Just to separate my own experiences in separate posts, considering I don't really like to jam everything into one entry. :)

I believe I'd be spending some time jotting down some of the challenges that I am facing as a relatively new Linux user (well... although I did have some exposure to it when I am in college 3 years ago, but I only and actually use it now)

Mounting a FAT32 (Windows9x/NT/XP) partition

Difficulty: Easy

  1. Login as root from a terminal

  2. Create a directory in your /mnt folder where you want to mount your FAT32 partition. This can be done by executing
    mkdir /mnt/fat32partition
    , which fat32partition is the name of the folder that I'll be mounting my FAT32 partition into.

  3. Execute fdisk -l to list down the device file of the FAT32 partition.

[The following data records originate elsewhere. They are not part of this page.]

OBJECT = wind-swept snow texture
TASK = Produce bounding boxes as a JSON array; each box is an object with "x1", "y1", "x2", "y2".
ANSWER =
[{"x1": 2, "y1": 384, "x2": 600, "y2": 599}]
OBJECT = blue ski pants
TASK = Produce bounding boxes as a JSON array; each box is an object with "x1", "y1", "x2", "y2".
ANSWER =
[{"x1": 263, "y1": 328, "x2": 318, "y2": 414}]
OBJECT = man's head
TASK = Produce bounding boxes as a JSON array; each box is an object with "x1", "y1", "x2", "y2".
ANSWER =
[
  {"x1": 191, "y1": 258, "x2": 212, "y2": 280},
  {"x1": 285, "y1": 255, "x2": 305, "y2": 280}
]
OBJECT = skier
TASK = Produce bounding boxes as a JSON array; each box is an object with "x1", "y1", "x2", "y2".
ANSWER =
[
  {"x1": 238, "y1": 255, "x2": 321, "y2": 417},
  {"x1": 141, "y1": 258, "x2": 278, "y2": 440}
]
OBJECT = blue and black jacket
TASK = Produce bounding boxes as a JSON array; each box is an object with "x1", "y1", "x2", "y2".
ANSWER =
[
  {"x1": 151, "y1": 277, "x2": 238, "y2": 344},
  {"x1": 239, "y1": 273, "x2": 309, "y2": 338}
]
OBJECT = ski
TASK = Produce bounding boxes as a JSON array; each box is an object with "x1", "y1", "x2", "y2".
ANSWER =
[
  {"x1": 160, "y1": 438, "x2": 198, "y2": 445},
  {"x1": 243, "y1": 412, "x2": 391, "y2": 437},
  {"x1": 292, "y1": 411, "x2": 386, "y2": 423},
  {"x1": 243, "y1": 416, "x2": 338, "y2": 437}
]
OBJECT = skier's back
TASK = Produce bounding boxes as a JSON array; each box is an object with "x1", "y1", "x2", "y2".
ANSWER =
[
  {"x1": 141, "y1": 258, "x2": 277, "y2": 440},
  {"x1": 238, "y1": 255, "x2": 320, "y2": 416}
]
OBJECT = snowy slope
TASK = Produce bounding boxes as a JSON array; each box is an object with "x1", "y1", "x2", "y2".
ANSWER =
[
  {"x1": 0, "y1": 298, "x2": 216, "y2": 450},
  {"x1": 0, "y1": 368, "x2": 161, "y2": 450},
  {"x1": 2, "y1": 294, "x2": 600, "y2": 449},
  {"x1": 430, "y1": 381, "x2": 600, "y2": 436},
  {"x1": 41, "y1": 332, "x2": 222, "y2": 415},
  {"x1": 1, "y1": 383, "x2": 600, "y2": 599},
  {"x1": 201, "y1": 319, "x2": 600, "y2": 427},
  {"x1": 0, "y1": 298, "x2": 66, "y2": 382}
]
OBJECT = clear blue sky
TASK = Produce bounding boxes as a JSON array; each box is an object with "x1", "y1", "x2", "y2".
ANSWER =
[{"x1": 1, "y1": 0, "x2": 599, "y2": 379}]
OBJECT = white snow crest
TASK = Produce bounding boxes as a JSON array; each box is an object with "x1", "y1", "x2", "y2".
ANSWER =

Note down the device file name of the partition.

    The output should look something like this:

    Device ... System
    /dev/hda1 HPFS/NTFS
    /dev/hda2 Linux
    /dev/hda3 Extended
    /dev/hda4 W95 FAT32 (LBA)
    /dev/hda5 Linux LVM

    In this scenario, /dev/hda4 is the device file of the partition that we're going to mount.

  4. The next thing is to edit /etc/fstab. Open the file using your favourite text editor (vi, emacs, or any GUI based text editor would do), and add the following line at the bottom of the file (Quoting the article in LinuxForum):

    /dev/Y /mnt/X vfat users,owner,ro,umask=000 0 0

    "where Y is the partition number of the Fat32 partition and X is the name of the directory you created in step 2. Note that this will allow ALL users READ ONLY access to the disk. To allow Read and Write access to ALL users, change the ro to rw. If you want only root to have Read and Write access (while other users have READ ONLY access), change the ro to rw and umask=000 to umask=022."

    Then, obviously, is to save the changes you have made. :)

  5. Then run mount -a and viola! Your FAT32 drive is now mounted and you can access the data in it! :)

    And the coolest thing is that you can now exchange file between OSes easily, provided that you set the correct setting in the umask field :).